Have you made any other breakthroughs?
KH: Yes, we have made the components in our systems even more durable. The x-ray source, a key and costly component, for example, now comes with a four-year warranty, which is unique in the sector.
What is happening in aluminum markets currently?
KH: Light metals allow weight and therefore CO2 to be saved in the mobility sector. The statutory requirements in this area are getting more and more stringent all the time so there is growing pressure on OEMs to implement lightweight solutions.
At the same time, there is more and more interest from society in sustainable economies. Aluminium recyclers are therefore increasingly stating the share of recycled aluminium used. It can be assumed that demand for aluminium over the next few decades will increase by another 50 percent. An above-average amount of this will have to come from recycled material.
Around 5 million tons of aluminium scrap is currently recycled yearly, in Europe alone. The figure globally is 20 million tons. Experts estimate that this figure will double over the next 10 years.
What trends do you see emerging for aluminium recycling?
KH: Most of the material we sort today comes from vehicles or other products that were manufactured ten or more years ago. The number of alloys used has increased since then. So in the future, it will be important to be able to distinguish between alloys more accurately than we can today.
Are there any technological solutions, which would simplify the recycling of all these alloys?

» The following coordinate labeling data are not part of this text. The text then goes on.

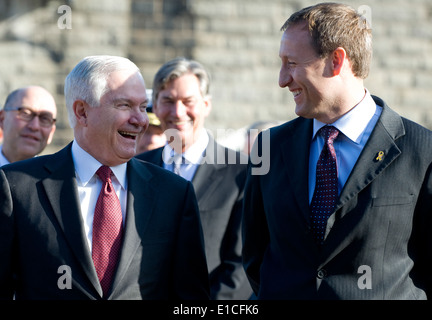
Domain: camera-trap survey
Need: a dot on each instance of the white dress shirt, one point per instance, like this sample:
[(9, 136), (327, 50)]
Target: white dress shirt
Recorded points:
[(89, 186), (3, 159), (192, 157), (355, 128)]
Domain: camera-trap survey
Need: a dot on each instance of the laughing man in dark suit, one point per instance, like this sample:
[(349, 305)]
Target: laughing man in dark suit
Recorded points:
[(48, 204)]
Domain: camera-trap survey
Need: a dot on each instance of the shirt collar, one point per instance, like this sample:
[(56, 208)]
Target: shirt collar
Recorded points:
[(353, 123), (195, 152), (3, 159), (86, 166)]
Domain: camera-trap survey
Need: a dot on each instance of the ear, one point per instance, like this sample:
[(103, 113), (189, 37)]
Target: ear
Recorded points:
[(80, 110), (207, 105), (339, 58), (50, 137)]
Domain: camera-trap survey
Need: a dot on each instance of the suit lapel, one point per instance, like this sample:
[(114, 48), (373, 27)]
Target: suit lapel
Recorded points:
[(61, 190), (140, 206), (206, 174), (295, 153), (369, 166)]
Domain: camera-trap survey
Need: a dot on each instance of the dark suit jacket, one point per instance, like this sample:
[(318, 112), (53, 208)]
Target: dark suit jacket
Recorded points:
[(219, 185), (377, 237), (41, 230)]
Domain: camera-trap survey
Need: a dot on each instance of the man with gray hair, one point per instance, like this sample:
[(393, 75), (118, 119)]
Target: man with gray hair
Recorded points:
[(92, 222), (181, 101)]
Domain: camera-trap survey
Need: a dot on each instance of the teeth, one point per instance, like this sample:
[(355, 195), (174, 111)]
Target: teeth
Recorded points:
[(133, 134), (180, 122), (296, 93)]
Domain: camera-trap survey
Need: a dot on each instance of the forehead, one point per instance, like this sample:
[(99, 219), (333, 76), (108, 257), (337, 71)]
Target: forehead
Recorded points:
[(37, 100), (185, 85), (296, 41), (126, 83)]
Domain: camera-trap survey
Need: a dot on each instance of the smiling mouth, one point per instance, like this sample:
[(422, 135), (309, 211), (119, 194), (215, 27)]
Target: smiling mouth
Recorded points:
[(296, 92), (128, 135)]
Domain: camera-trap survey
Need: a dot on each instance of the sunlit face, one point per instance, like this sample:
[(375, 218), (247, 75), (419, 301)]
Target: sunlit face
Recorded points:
[(25, 139), (181, 107), (110, 131), (305, 74)]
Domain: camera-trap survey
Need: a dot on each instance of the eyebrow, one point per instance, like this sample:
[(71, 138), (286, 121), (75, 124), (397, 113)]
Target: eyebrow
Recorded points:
[(117, 100)]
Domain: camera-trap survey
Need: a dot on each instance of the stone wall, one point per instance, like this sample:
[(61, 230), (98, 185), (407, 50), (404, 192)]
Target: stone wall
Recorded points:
[(237, 40)]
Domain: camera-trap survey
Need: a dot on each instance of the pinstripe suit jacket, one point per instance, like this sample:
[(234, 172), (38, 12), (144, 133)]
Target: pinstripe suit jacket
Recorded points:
[(377, 243)]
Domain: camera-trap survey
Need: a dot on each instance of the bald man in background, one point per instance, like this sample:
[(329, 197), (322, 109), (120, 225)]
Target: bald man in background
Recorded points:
[(28, 123)]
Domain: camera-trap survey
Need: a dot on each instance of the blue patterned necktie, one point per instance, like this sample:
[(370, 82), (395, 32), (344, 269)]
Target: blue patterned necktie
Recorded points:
[(326, 185)]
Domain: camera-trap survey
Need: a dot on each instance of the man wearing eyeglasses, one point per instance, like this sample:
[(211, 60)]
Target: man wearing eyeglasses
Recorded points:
[(28, 123)]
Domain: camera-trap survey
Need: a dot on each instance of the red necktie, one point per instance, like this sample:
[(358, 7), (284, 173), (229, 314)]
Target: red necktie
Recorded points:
[(107, 230), (326, 185)]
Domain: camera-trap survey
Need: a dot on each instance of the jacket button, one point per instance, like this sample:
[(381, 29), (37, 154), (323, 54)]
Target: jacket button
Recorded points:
[(321, 274)]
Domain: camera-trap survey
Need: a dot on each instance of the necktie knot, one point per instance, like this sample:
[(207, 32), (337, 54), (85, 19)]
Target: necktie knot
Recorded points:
[(104, 173), (326, 184), (329, 133)]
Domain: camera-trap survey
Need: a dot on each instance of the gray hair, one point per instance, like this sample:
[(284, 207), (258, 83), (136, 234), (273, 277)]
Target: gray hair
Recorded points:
[(87, 80), (176, 68)]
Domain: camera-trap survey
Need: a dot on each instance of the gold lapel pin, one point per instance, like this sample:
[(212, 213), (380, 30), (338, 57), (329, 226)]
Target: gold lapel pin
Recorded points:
[(380, 155)]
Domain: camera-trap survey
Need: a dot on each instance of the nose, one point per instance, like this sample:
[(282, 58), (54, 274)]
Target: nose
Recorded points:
[(139, 118), (285, 77), (179, 108)]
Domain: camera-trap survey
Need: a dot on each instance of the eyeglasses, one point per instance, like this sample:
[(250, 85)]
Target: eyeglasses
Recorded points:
[(24, 113)]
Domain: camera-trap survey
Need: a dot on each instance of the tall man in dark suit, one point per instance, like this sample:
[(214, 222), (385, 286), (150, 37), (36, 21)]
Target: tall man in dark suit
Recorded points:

KH: Yes, and we have already developed them: Laser-Induced Breakdown Spectroscopy or LIBS for short. This involves firing at aluminium with a high-energy laser. When the laser hits the metal, it turns into a metal vapour known as plasma. As it cools, it implodes and emits a measurable energy radiation, which is specific to that atom structure. This allows various aluminium alloys to be determined with great accuracy.
If this technology is introduced across the board, we will be able to separate alloys from one another so precisely that a circular economy is possible. The smelt works know what they need for their alloys. If a company can determine exactly what kind of material they have, then they can also establish what needs to be added to achieve the specified material properties.